The system also strengthens trust. Patients understand that their treatment is subject to dual oversight – by the physician and by a data-driven system capable of analyzing large datasets and accounting for variables that may be missed due to fatigue or time pressure.

Raising the Quality of Care

In the Moscow Region, 67 AI-driven projects have already been implemented, with another 15 scheduled for launch this year. The clinical decision support module for prescription review has become part of this broader digital health infrastructure.

The project did not emerge in isolation. In recent years, regions across Russia have systematically introduced digital tools into healthcare delivery. Diagnostic assistants are developing in parallel, including the system AIDA, which helps reduce the risk of diagnostic errors.

For Russia, deploying such algorithms represents a shift toward more systematic quality management in healthcare. The approach enables analysis of anonymized data on prescribing practices, identification of recurring risk patterns, refinement of clinical guidance and improved therapy safety.

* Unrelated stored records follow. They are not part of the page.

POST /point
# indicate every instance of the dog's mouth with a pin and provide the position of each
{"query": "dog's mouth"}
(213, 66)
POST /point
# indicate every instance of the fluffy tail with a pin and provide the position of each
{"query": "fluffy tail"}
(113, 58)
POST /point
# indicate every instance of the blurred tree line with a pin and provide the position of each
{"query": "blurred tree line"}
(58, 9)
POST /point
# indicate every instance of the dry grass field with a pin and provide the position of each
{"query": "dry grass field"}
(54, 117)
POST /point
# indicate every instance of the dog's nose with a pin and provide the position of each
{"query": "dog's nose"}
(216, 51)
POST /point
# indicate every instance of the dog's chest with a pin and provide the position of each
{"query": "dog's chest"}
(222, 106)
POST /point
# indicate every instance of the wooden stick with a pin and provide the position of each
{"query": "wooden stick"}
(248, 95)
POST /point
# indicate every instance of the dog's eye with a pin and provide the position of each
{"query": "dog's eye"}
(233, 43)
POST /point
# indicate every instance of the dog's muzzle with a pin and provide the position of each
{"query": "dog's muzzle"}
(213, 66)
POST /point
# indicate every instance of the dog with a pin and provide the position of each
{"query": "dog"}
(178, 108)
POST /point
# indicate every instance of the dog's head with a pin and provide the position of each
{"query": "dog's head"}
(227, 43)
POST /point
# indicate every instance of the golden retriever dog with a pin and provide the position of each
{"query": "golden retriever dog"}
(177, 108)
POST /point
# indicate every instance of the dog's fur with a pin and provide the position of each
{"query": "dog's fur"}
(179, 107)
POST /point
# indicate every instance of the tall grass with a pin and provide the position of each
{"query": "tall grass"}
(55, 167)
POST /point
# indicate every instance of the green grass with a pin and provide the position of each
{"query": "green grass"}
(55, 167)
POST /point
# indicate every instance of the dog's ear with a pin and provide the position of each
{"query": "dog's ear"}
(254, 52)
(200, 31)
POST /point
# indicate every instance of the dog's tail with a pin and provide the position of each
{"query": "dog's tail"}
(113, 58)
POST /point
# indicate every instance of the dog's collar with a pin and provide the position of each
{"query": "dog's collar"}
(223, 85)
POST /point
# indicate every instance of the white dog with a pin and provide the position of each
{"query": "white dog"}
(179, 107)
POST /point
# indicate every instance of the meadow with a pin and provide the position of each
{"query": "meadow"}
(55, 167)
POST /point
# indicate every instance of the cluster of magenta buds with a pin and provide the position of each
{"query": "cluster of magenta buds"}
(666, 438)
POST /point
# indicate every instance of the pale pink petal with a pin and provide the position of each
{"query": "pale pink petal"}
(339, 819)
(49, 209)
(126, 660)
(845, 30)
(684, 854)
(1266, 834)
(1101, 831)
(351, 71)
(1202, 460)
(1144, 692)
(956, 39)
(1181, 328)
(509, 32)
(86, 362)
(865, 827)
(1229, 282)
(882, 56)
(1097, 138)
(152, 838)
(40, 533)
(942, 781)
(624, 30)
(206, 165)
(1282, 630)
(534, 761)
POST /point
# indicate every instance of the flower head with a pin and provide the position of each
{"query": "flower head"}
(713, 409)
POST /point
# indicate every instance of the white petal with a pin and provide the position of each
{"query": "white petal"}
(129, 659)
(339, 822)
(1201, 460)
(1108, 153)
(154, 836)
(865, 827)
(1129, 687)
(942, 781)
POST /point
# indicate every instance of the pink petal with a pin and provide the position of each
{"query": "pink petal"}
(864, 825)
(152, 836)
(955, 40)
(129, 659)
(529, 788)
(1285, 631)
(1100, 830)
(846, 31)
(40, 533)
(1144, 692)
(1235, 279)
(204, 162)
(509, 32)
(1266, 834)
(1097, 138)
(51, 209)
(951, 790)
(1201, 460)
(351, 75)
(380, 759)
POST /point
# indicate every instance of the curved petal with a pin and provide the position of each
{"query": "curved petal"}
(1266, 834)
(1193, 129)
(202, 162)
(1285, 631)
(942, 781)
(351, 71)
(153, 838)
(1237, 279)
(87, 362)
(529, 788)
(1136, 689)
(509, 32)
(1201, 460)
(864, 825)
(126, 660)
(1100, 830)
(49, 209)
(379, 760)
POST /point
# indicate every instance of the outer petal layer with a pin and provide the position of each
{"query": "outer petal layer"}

Scaling Within Russia and Beyond

Global research indicates that clinical decision support systems can recommend treatment pathways with a high level of adherence to professional guidelines. Russia is aligning with this trend by developing domestic solutions tailored to its national electronic health record infrastructure and care standards.

Within the country, the next logical step is scaling similar modules to additional regions and integrating them into larger medical platforms. As data exchange standards become more unified, algorithms will operate with greater precision and speed.

The international market also presents opportunities. Many countries with comparable healthcare systems are seeking tools that reduce prescribing errors without requiring a fundamental overhaul of infrastructure. Export potential lies not only in the software itself but also in the implementation expertise gained through integration into real-world clinical workflows. Developing an algorithm is only part of the challenge; embedding it into everyday practice so that physicians use and trust it is equally critical. Russia has demonstrated strong capabilities in this area.